In every oncology book, you can read that 98% of patients with “highly malignant osteosarcoma” are dead after six months of conventional medical therapy.
I have once researched what my corresponding conventional medical therapy would have cost at the AKH at that time. Result 6 to 8 million shillings (between €430,000 and €570,000) at that time, 20 years ago and only for the first six months. It is not calculated for longer than that because no one lives longer.
Whether this doctor knew about the GHk? 100%, he knew very well about it but was not allowed to admit it.

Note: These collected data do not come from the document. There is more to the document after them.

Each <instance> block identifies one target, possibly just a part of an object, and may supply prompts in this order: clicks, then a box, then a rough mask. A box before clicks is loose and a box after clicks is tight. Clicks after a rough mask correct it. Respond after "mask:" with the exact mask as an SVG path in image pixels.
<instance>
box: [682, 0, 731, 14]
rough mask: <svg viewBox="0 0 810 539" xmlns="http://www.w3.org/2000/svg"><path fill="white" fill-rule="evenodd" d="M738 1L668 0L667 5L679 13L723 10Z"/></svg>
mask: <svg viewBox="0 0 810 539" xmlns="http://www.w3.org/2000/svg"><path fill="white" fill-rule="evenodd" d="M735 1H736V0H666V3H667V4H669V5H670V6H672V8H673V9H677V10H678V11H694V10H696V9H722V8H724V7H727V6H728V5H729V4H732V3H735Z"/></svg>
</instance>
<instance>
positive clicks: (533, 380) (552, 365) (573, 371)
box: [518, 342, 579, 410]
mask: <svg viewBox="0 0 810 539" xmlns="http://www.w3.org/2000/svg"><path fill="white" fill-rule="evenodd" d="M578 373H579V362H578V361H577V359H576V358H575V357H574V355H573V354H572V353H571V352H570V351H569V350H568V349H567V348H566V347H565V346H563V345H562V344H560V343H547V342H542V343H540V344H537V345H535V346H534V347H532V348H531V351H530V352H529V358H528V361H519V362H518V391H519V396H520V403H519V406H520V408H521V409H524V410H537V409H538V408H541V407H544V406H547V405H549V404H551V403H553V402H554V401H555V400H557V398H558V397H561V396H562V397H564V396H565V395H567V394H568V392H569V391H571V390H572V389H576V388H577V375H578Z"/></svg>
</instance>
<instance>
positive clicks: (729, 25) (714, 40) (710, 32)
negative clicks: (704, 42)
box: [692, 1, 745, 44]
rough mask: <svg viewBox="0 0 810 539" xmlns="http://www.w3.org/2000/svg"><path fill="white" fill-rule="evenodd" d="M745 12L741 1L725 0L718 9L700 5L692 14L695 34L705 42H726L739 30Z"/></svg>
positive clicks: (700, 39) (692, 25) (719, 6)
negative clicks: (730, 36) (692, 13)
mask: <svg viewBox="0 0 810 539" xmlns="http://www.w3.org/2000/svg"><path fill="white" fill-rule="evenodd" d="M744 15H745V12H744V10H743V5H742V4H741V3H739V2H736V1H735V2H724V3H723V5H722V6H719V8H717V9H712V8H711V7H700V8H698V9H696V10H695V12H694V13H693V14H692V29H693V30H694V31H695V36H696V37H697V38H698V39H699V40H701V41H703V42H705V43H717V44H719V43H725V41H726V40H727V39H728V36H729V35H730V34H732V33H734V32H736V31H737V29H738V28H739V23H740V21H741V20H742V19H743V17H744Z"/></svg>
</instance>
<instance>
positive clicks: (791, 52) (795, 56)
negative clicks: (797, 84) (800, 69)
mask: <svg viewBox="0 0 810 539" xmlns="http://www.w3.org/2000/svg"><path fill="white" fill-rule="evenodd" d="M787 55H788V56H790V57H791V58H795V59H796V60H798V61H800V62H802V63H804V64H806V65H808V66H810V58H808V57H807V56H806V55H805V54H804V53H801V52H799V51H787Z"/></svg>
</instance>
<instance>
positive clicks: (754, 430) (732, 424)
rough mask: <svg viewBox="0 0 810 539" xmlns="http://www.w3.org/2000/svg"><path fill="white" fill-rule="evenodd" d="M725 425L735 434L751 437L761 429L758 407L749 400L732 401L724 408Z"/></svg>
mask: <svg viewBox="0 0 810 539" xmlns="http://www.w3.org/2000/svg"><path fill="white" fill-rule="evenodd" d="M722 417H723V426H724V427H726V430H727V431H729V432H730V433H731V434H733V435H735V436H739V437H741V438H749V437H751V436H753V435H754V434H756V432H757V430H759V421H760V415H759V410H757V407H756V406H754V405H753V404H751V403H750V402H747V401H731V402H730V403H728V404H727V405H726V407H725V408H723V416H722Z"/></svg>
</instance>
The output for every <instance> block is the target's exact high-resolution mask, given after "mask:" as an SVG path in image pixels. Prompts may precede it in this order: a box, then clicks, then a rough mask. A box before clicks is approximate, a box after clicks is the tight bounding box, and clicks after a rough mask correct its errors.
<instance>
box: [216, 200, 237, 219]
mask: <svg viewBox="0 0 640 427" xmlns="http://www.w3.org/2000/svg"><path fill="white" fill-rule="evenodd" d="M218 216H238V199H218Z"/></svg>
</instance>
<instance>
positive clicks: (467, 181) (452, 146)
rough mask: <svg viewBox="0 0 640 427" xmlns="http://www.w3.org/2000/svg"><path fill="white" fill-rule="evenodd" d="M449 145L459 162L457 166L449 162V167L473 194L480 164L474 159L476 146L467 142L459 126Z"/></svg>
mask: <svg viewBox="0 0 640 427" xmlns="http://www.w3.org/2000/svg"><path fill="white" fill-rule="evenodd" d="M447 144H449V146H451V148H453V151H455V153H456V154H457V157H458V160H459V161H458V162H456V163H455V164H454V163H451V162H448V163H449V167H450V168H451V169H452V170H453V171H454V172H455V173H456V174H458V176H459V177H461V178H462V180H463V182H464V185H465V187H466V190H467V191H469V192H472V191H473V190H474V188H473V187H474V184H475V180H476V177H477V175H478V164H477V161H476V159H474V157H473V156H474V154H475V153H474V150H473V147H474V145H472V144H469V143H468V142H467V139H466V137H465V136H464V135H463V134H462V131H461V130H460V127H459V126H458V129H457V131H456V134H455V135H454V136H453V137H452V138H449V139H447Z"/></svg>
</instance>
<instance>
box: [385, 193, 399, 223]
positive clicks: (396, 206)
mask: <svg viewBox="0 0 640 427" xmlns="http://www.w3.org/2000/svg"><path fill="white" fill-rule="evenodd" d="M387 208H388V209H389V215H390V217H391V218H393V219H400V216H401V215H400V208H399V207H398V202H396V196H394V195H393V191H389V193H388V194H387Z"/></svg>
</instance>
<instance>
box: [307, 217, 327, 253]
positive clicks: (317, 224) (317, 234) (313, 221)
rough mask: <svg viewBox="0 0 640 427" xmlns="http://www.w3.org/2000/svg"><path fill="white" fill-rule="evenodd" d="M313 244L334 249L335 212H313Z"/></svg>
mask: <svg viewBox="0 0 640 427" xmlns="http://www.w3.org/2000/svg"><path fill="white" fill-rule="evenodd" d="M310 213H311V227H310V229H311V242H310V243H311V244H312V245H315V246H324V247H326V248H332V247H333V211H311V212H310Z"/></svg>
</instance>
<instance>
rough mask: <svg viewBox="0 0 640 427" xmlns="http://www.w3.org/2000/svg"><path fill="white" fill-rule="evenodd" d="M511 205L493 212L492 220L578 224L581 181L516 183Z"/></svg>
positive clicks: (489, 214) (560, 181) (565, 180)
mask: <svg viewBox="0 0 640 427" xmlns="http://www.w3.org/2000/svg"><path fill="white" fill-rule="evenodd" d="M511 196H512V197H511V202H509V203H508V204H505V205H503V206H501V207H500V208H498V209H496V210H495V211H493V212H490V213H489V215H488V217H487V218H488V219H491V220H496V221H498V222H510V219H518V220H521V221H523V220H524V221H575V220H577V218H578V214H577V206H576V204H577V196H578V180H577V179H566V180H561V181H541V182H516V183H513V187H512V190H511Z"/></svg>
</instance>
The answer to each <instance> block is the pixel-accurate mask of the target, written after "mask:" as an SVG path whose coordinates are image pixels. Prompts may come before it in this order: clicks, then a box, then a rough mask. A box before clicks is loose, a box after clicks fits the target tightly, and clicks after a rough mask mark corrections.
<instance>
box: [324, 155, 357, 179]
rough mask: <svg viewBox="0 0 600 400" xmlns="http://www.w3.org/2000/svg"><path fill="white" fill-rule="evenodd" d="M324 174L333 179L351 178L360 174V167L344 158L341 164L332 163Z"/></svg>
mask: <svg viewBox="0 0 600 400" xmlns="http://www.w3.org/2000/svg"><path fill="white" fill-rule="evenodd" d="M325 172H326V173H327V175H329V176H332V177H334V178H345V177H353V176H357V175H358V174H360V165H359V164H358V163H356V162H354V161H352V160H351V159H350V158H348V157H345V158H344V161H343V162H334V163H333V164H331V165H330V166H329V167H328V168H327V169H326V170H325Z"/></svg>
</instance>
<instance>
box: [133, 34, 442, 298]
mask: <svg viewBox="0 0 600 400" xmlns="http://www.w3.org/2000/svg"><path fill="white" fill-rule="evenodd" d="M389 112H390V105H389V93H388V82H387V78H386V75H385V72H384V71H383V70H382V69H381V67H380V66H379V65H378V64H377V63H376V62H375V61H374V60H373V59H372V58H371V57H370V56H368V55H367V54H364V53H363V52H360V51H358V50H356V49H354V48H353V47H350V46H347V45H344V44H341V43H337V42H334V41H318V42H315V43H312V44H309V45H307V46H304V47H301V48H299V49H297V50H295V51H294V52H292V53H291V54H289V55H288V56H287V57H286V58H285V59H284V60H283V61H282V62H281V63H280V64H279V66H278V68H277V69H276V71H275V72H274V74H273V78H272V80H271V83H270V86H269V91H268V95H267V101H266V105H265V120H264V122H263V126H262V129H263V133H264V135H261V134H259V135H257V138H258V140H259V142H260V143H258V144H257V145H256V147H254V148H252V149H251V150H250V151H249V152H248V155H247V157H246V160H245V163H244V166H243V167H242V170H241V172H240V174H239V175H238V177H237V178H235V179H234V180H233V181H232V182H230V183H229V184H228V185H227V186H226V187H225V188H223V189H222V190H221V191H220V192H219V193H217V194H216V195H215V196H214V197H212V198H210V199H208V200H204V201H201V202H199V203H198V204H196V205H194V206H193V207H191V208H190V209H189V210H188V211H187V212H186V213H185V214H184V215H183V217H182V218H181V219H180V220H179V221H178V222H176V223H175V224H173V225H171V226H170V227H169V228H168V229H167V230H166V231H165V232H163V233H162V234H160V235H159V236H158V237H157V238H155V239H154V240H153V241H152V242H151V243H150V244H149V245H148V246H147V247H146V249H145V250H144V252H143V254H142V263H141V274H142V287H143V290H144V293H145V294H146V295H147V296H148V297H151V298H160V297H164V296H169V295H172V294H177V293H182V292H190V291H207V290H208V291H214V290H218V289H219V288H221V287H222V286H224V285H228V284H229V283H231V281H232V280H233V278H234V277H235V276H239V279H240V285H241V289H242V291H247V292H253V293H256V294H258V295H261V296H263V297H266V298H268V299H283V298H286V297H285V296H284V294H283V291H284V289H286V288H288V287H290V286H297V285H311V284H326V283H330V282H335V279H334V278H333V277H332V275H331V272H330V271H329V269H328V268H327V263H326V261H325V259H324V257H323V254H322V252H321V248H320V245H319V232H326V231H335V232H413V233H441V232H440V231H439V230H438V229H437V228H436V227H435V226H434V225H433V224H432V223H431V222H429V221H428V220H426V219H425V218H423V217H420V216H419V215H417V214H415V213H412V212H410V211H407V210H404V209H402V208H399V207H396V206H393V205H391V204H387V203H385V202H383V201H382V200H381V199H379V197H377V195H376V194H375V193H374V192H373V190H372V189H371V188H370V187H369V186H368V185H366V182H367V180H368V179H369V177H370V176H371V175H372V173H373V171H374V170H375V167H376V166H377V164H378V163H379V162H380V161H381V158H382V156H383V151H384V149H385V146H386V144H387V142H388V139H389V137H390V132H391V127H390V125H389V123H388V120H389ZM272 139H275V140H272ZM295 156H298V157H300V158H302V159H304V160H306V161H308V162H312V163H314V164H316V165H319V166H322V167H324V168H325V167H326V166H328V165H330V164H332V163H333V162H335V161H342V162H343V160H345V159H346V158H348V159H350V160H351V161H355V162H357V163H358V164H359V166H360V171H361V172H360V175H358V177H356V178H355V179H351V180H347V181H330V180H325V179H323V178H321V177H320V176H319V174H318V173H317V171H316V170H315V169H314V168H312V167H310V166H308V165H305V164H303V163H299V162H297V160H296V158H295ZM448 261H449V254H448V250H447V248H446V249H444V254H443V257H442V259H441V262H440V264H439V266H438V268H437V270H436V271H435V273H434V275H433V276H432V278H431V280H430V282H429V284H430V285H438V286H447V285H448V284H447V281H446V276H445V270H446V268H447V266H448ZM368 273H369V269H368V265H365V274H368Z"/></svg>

At that time, however, I would not have wanted to imagine that even after 20 years, the mass murder had not only not ended but had been intensified to a great extent. But I would also never have imagined the pronounced disinterest that the GHK enjoys among large parts of the population. Only by this disinterest of the largest part of the population — no matter in which country — the ChemoCaust can claim many thousand victims every day. We can only stop this madness together. Let’s share this knowledge about the laws of nature with everyone who wants to know, and also with everyone who doesn’t want to know. Otherwise, we have no chance.
Note by H. Pilhar
I hope that this testimonial will make its way around the world! Spread it in your circle of friends and acquaintances! Each of our families has victims to mourn!
The” Deep State” (Trump, Putin — Helsinki 2018), which steers the world politics with compliant agents, there is, of course, also in the medicine. The history of the suppression of the Germanische Heilkunde shows it obviously.